Mordkommissionen hätten Ermittler nach Mönchengladbach entsandt, so ein Polizeisprecher. Der Soko sei es gelungen, ein Bewegungsprofil für die vergangenen 23 Jahre zu erstellen. Ein DNA-Abgleich in der bundesweiten Datenbank hatte zuvor keinen Hinweis darauf erbracht, dass der Familienvater ein Serienmörder sein könnte. Sogenannte Profiler halten es aber für unwahrscheinlich, dass der Verdächtige erst mit Mitte 40 sein erstes Sexualverbrechen begangen hat.

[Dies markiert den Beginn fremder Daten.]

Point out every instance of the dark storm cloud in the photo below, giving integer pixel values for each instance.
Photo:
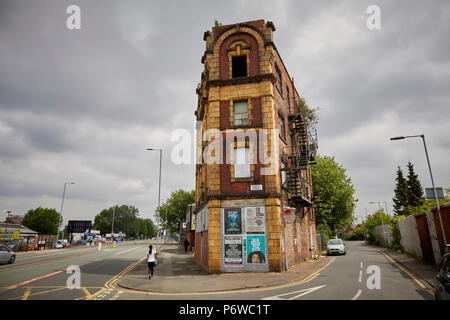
(84, 105)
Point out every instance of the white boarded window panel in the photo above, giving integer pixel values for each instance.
(242, 163)
(240, 113)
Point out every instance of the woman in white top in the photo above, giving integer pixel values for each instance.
(151, 259)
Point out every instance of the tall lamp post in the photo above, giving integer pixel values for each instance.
(8, 212)
(62, 204)
(381, 215)
(446, 245)
(159, 187)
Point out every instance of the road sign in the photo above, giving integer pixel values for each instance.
(288, 215)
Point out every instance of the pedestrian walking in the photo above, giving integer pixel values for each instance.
(151, 260)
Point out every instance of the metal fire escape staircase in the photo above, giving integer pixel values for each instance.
(299, 156)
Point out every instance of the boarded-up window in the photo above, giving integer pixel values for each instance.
(242, 163)
(240, 113)
(239, 66)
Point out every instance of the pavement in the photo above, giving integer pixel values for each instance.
(178, 272)
(424, 272)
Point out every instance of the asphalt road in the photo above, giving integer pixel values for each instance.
(44, 275)
(364, 273)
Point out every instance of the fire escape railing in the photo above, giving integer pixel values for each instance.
(298, 157)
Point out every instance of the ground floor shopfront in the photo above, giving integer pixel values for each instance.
(249, 235)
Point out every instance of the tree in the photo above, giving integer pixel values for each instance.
(415, 192)
(126, 220)
(43, 220)
(374, 219)
(333, 191)
(175, 209)
(427, 205)
(400, 193)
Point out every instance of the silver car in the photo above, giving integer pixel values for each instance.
(335, 246)
(7, 255)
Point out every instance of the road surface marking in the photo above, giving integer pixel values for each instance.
(279, 286)
(14, 286)
(301, 294)
(38, 293)
(87, 293)
(116, 295)
(357, 294)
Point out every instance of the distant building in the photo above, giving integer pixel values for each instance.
(256, 152)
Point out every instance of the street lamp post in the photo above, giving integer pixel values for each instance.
(446, 245)
(62, 204)
(382, 223)
(159, 187)
(8, 212)
(112, 224)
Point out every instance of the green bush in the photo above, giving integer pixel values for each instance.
(396, 235)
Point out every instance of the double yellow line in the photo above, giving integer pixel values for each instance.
(109, 283)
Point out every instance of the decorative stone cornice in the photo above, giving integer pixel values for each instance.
(241, 80)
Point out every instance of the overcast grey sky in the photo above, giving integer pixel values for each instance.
(83, 105)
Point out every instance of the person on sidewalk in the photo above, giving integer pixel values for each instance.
(151, 259)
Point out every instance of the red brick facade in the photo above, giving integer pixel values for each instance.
(216, 187)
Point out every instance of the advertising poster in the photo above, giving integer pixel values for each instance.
(255, 220)
(233, 250)
(256, 249)
(233, 221)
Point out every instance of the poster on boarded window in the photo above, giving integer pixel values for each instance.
(255, 220)
(233, 221)
(256, 249)
(233, 250)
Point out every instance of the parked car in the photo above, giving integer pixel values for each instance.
(6, 254)
(335, 246)
(442, 287)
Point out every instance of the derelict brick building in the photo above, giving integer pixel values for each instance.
(249, 121)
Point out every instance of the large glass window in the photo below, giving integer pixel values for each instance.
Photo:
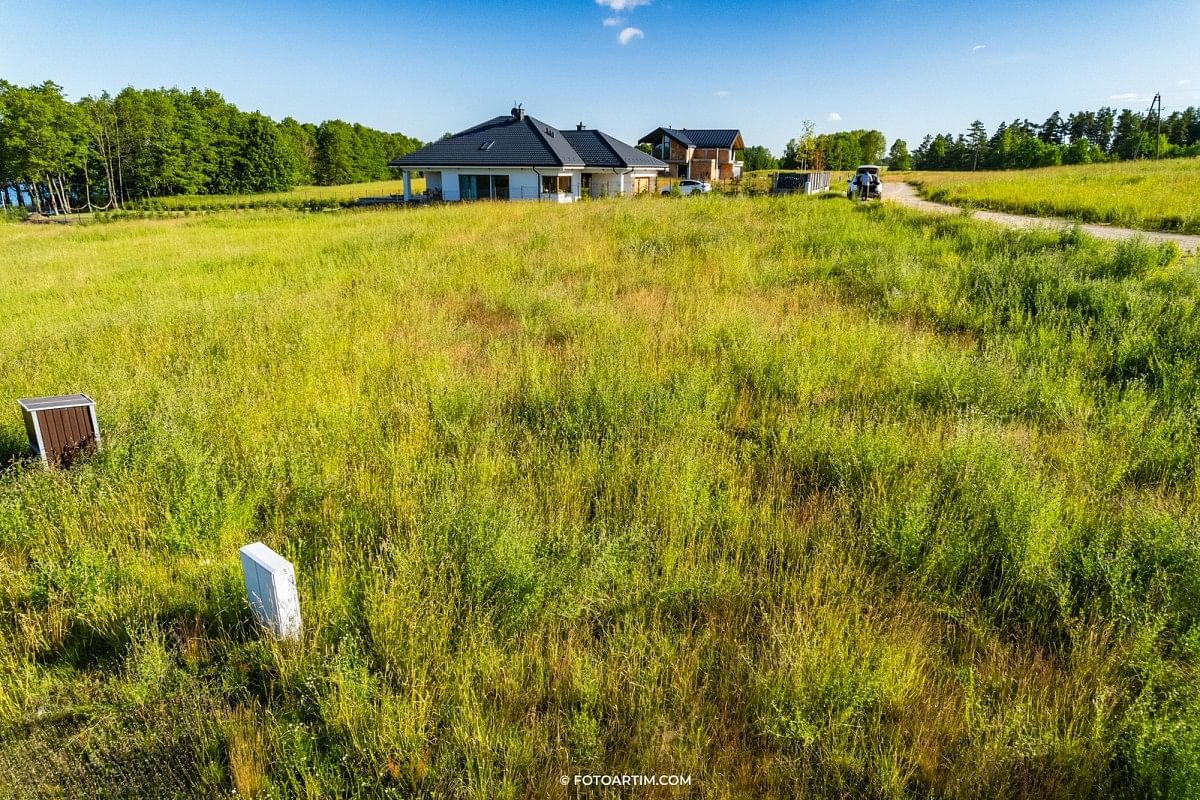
(556, 184)
(484, 187)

Das Krefelder Landgericht hatte die Anklage gegen Olaf H. in vollem Umfang zugelassen. Der Prozess gegen den Angeklagten soll am 12. Juli beginnen. Die Staatsanwaltschaft wirft dem Familienvater aus Schwalmtal Mord und sexuellen Missbrauch des Jungen vor.

Der 45-Jährige hatte gestanden, den Zehnjährigen am 3. September vergangenen Jahres entführt, missbraucht und umgebracht zu haben. Ende Januar hatte er die Ermittler zur Leiche des Jungen in ein Waldstück nördlich von Grefrath geführt. Der Mann sitzt seither in Untersuchungshaft. Bis zu seiner Festnahme galt er als unbescholtener Familienvater.